Serenaded by lyrebird under southern sassafras


    The Southern Sassafras, indeed any sassafras, has always had a romantic connotation to me. I think it dates back to my fascination with Tasmania and its (what I always thought of as) pristine forests. Or maybe my mistaken assumption at the time that it was the plant used to flavour sarsaparilla.

    In flower it is a striking tree, as you can see form the picture above, looking across to the top of a 15 to 20 metre high specimen in full bloom. Those tiny splashes of white are the flowers.

    The 'true' Sassafras, the one carrying this as botanical name, is from the Northern Hemisphere. That genus is classified in Lauraceae, a plant family also including cinnamon, bay laurel and avocado.

    Our Australian Sassafras are in their own family, the rather long-named, Atherospermataceae. This family includes seven genera, one of them Atherosperma, with a single species, Atherosperma moschatum - our Southern Sassafras. It grows from Tasmania right up to about Port Macquarie in New South Wales.

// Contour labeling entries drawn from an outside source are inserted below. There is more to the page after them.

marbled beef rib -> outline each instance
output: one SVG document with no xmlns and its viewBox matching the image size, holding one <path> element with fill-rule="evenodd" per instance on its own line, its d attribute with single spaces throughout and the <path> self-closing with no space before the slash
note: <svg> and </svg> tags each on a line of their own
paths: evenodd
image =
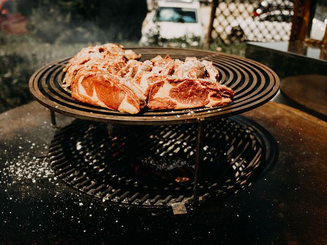
<svg viewBox="0 0 327 245">
<path fill-rule="evenodd" d="M 153 110 L 211 107 L 230 103 L 233 91 L 219 84 L 212 62 L 169 55 L 142 62 L 118 44 L 82 49 L 64 68 L 65 86 L 81 102 L 135 114 Z"/>
</svg>

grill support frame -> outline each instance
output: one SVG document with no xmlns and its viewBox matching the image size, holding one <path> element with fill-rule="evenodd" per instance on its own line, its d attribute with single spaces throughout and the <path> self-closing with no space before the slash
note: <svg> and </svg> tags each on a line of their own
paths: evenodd
<svg viewBox="0 0 327 245">
<path fill-rule="evenodd" d="M 193 189 L 193 209 L 196 210 L 199 206 L 199 188 L 200 188 L 201 175 L 201 150 L 203 148 L 203 132 L 204 130 L 204 119 L 197 118 L 198 124 L 198 134 L 196 140 L 196 158 L 194 170 L 194 187 Z"/>
</svg>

    There is another well-known Australian tree in this family, from subtropical and warm temperate rainforests of New South Wales and Queensland, called the Yellow Sassafras, or botanically Doryphora sassafras.

    The Northern Hemisphere Sassafras and our Atherosperma and Doryphora are not so very different. Their two families are grouped together in what call an order (the next major grouping above family) called Laurales. 

    That said, the members of the order Laurales don't share any obvious characters that you and I can see - its circumscribed these days using DNA sequences.

    So let's focus now on the Southern Sassafras, also sometimes know as the Blackheart Sassafras, which I assumed (and I think read) was on account of the red or purple colours inside some flowers. My usually more reliable colleague Neville Walsh, tells me blackheart is in fact a reference to the dark heartwood revealed when logs are cut, a consequence of staining fungal infections.

    The tree as a whole though is more white than black. You can see the frosty white undersurface of the leaves in this next picture. Which reminds me that its oft said that the reason the flowers hand downwards is to stop them filling with snow.


    Those flowers are not unlike what we now understand were the earliest flowers to evolve. As I wrote in the June issue of Gardening Australia magazine, in an article titled 'Jurassic Garden':
    "The first flowers were only 1 cm across, with a cluster of white tepals surrounding groups of male and female parts. The tepals – floral parts that could be considered either petals or sepals – were in whorls of three, with three or four whorls per flower. Picture something like a mix of current-day
    bay laurel, magnolia and buttercup."
    Southern Sassafras flowers are about one to two centimetres across, with two whorls of four 'tepals' embracing a large number of either stamens (in male flowers) or carpels (ovary and associated bits in female flowers), or both (in flowers that are bisexual). If separate male and female flowers, I gather on separate plants - that is, a male plant with male flowers and female plant with female flowers.


    The flowers in all my images above are male, with 12 stamens. The female flowers are a little smaller, with two or three rings of flattened 'staminodes' (sterile stamens) around a gathering of tuft of apparently 30 carpels. The next few pictures show older male flowers with anthers having released their pollen through valves at the side (which fascinates some botanists and is characteristic of some Laurales).


    The bark is, like the Northern Hemisphere sassafras, is aromatic and the leaves have a nutmeg odor when crushed. The flowers are also perfumed, quite sweetly. But it's the root of the Northern Hemisphere plant that is used to flavour traditional root beer and sarsaparilla - along with a few other herbs and spices. 

    Now, these pictures were taken in the Dandenong Ranges, back in July, near to where I saw the orchid and fern featured last week. I also saw, and heard, a rather special animal, the Superb Lyrebird (Menura novaehollandiae).

    While I don't often stray into the zoological universe, unless to illustrate a pollinator or seed spreader, I can't resist a picture and a sound file. In any case, the lyrebird is well known soil cultivator and disperser of fungi. The sassafras seeds are feathery and well suited for drifting in the wind, but I wouldn't be surprised if lyrebirds help settle the seed in when it lands.


    This is the male, perched on a mossy limb, 'singing'. Next is his mate, (in the nest), listening.


    And this is what he 'sang'. Do take a listen. As you will no doubt be aware, the lyrebird imitates other birds (and other noises) it hears around him. So all bird songs in this recording are made by the male lyrebird. If you listen carefully, you'll hear, in this order: kookaburra, cockatoo, lyrebird!, scrubwren, whip bird - male then female, grey thrush, crimson rosella, black cockatoo, and finally (I'm told) his dance song.